Am I speaking about Allie’s financial affairs?  No.  I’m referring to matters of her heart and soul.  Allie is cohabiting.  She has invested the greater part of her very being to a man not her husband.  Why?

There are many reasons why Allie continues to live with her boyfriend.  She has bonded with her partner.  She told me he isn’t the Christian she’d like him to be.  He isn’t protecting her virtue like he should.  He doesn’t have the qualities she would choose in a husband nor is she convinced that he should the father of her someday children.  But, she is “one” with him.  She has bonded.  What Allie doesn’t realize is that oxytocin and her amygdala have paralyzed her good judgment.  Hormonal chemicals and the “feeling” part of her brain are playing with the strings of her heart.

The concept of marriage frightens both Allie and her boyfriend.  Allie’s parents are divorced.  Her boyfriend’s parents are also divorced.  In their circle of friends and relatives, there are few models of faithful and working marriage.  “Living together” is just “what you do” to “find out if you really get along.”  Or, “living together” first is a “good way to avoid divorce.”  So, Allie and her boyfriend are just “doing what everyone else” seems to be doing.

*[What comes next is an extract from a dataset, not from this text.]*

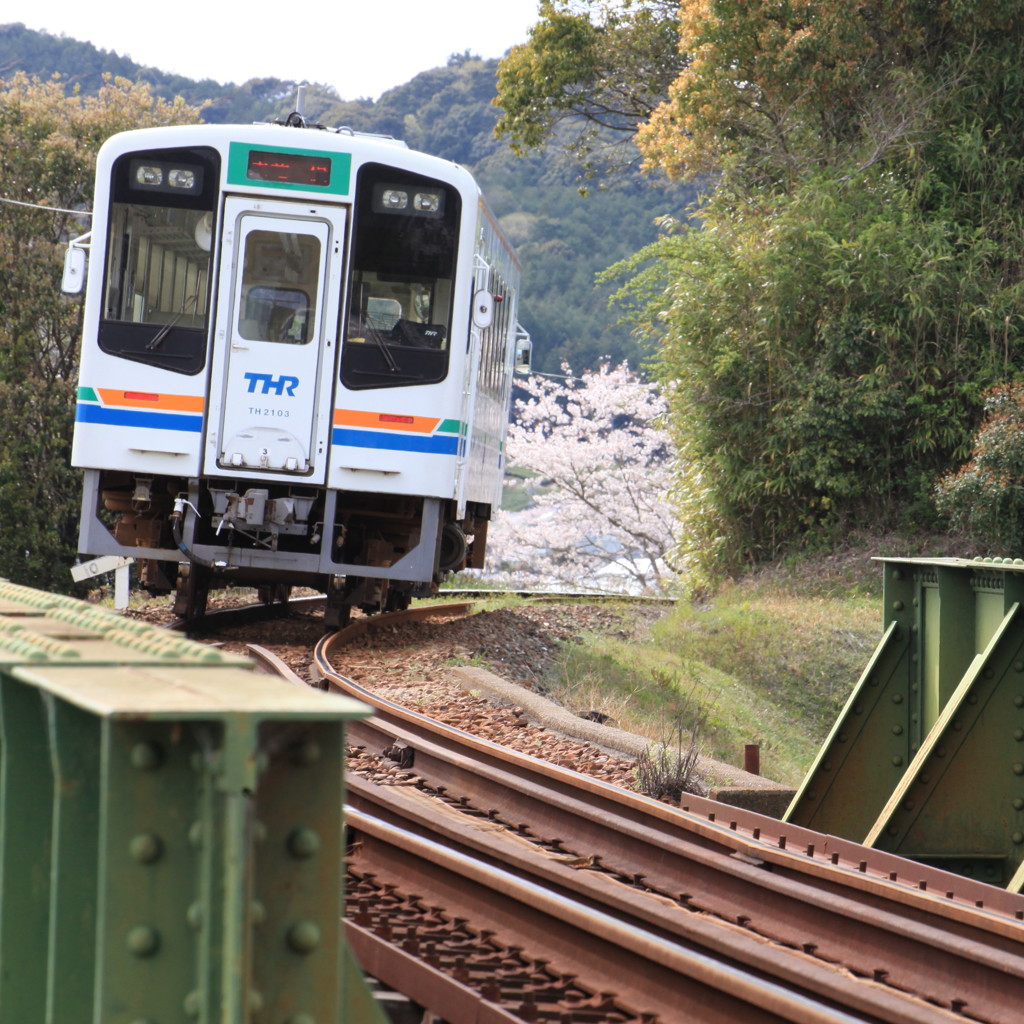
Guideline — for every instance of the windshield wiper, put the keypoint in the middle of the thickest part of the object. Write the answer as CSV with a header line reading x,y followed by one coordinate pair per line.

Allie wants to believe that her boyfriend might change.  What is changing, however, is how she sees him.  Early in our visits, Allie explained how uneasy she was with her boyfriend’s need to control her, his sudden bursts of anger, and his avoidance of discussions about faith.  Over time, Allie began offering excuses for his negative and often wrongful behavior.  What is also changing is Allie’s perspective on God.  She wants me to remind her of her identity as a daughter of God in Christ.  She knows God loves her and that she’ll always be His child.  But, because she is living in a relationship that cannot please God, she is making God fit into her world.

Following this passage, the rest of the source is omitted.